Dalam hadits di atas, Rosulullah-shollallahu ‘alaihi wa sallam- memerintahkan untuk mengeluarkan zakat fitrah dari jenis makanan. Buktinya beliau –shollallahu ‘alaihi wa sallam- menyebutkan beberapa contoh makanan pokok di zaman itu, seperti : kurma dan gandum. Padahal saat itu telah ada mata uang berupa dinar dan dirham.
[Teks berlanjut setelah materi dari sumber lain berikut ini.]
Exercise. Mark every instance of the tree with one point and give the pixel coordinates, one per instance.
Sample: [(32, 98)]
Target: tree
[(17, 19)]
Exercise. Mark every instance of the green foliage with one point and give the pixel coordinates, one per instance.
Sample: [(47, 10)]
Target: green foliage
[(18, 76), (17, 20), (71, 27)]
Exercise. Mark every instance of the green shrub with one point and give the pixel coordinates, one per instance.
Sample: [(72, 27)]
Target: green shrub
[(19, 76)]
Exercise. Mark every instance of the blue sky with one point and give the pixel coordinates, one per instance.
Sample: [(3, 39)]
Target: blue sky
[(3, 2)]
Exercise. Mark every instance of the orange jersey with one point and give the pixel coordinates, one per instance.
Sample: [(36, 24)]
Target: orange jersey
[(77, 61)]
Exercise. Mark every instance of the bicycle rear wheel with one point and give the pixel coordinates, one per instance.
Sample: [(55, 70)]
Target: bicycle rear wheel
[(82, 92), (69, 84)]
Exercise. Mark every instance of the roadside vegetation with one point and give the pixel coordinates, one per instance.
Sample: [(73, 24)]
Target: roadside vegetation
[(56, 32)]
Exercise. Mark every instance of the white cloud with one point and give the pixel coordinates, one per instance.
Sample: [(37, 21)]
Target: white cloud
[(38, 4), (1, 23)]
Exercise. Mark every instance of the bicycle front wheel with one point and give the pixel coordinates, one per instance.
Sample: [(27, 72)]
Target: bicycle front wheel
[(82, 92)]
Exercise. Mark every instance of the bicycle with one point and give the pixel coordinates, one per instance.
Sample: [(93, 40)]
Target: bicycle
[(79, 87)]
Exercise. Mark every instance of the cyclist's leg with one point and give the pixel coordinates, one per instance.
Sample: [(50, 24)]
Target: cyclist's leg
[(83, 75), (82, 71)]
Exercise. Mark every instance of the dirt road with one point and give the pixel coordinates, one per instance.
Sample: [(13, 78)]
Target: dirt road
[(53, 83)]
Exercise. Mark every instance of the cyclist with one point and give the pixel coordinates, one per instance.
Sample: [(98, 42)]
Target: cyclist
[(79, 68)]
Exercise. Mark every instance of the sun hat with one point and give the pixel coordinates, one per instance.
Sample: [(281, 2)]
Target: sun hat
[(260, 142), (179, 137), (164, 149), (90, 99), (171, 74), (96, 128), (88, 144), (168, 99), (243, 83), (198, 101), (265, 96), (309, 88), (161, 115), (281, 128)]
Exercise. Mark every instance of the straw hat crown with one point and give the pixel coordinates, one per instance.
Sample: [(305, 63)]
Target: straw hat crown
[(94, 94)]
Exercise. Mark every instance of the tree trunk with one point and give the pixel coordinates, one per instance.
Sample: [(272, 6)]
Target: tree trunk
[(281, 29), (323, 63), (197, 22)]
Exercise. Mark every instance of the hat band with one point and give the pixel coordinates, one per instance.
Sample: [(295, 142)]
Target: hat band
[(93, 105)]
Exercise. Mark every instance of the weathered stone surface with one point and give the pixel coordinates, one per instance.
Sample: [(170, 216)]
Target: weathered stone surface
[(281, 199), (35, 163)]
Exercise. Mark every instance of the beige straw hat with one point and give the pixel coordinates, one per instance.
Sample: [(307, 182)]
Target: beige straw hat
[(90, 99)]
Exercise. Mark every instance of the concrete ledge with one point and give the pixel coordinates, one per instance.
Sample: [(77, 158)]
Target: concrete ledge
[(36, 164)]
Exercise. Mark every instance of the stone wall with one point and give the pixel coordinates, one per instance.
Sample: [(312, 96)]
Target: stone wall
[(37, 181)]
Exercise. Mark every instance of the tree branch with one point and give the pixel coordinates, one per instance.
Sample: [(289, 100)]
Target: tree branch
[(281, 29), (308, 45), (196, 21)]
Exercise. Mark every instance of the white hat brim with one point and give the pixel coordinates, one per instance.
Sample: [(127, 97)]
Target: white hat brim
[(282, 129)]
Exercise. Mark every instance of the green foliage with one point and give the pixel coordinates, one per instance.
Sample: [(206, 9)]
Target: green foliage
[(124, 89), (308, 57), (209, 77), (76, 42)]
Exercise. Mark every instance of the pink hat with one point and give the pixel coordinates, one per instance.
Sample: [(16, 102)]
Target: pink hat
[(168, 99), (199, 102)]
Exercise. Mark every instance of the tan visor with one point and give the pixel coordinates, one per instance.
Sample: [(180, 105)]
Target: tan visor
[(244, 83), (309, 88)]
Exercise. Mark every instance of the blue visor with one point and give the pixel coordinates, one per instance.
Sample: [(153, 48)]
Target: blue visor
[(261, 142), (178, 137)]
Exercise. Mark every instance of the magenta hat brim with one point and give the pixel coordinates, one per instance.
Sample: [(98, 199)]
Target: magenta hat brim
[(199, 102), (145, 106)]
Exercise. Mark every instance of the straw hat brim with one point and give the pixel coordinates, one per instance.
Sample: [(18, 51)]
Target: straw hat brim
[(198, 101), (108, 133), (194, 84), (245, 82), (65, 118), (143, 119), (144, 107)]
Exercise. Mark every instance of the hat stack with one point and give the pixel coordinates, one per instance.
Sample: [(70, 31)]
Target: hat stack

Jika memang boleh untuk mengeluarkannya berupa uang, tentu beliau akan menyebutkan.

Bahkan dalam riwayat Abu Sa’id Al-Khudri –rodhiallohu ‘anhu-, beliau secara tegas menyebutkan dengan kata “makanan”. Dari Abu Sa’id Al-Khudri –rodhiallohu ‘anhu- beliau berkata :
«كُنَّا نُخْرِجُ زَكَاةَ الْفِطْرِ صَاعًا مِنْ طَعَامٍ، أَوْ صَاعًا مِنْ شَعِيرٍ، أَوْ صَاعًا مِنْ تَمْرٍ، أَوْ صَاعًا مِنْ أَقِطٍ، أَوْ صَاعًا مِنْ زَبِيبٍ»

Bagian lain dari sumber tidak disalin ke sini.